2025 novel by Laila Lalami

The Dream Hotel is a 2025 literary science fiction novel by Laila Lalami. It received positive reception from critics.

== Plot ==
Sara Hussein is a Moroccan American woman who, upon her return from a trip to the United Kingdom, is detained by a government agency tasked with determining citizens' propensity to committing crimes. She is detained in what starts as a temporary arrangement but, through bureaucratic hiccups and intentional mismanagement, begins to seem more and more permanent.

== Development history ==

=== Publication history ===
The Dream Hotel was published in the United States on March 4, 2025, by Pantheon Books. It was published in the United Kingdom by Bloomsbury Publishing.

== Reception ==
The book received mostly positive reviews from critics. Kirkus Reviews was positive, drawing comparisons to Margaret Atwood's novel The Handmaid's Tale. In a starred review, Publishers Weekly described the book as "chillingly original" and "all too plausible." Francine Prose wrote a positive review for The Washington Post, praising the novel's plot and relevance to modern politics.

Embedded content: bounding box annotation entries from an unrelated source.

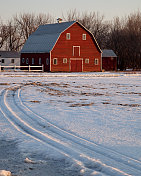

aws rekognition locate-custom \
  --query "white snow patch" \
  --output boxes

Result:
[0,170,12,176]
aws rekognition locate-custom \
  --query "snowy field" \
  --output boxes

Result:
[0,72,141,176]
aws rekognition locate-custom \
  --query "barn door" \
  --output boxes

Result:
[70,59,82,72]
[73,46,80,57]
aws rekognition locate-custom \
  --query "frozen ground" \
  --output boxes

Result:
[0,72,141,176]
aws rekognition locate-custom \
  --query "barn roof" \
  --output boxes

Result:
[21,21,101,53]
[0,51,20,58]
[21,21,75,53]
[102,49,117,57]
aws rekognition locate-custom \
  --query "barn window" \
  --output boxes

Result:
[63,58,67,64]
[11,59,14,64]
[85,59,89,64]
[26,58,29,64]
[94,58,98,65]
[53,58,57,65]
[32,58,34,64]
[22,58,25,63]
[82,34,86,40]
[39,58,42,65]
[66,33,70,40]
[46,58,49,65]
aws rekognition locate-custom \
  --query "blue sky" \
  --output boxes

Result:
[0,0,141,21]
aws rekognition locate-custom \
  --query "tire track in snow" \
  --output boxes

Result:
[0,84,139,175]
[17,84,141,174]
[0,87,106,176]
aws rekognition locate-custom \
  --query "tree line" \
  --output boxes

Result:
[0,10,141,70]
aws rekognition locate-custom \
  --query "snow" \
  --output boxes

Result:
[0,170,11,176]
[0,72,141,176]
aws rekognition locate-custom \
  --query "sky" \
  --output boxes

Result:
[0,0,141,21]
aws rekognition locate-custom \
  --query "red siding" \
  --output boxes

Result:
[51,23,101,72]
[20,53,50,71]
[102,57,117,71]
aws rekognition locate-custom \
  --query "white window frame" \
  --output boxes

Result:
[53,58,58,65]
[32,58,35,64]
[46,58,49,65]
[22,57,25,63]
[82,34,87,40]
[94,58,99,65]
[26,58,29,64]
[66,33,71,40]
[39,57,42,65]
[85,58,89,64]
[63,58,68,64]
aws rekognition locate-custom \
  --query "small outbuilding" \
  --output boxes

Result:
[0,51,20,66]
[20,20,102,72]
[102,49,117,71]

Vulture was also positive, drawing specific attention to the book's symbolism but mildly criticizing the abruptness of the ending.

Mark O'Connell, writing in The New York Times, praised the book's originality but criticized the writing for being politically unsubtle and the plot for being repetitive. In a review written for The Guardian, Daisy Hildyard described the novel as inducing "a sense of powerlessness and frustration" and praised the book's tension. The Los Angeles Times noted that the novel did not rely on "speculative technology" and was instead a character-driven book, while positive reviews were also published in the Associated Press and NPR.

The Dream Hotel was shortlisted for the Edgar Allan Poe Award for Best Novel in 2026. It was also nominated for the 2026 Arthur C. Clarke Award.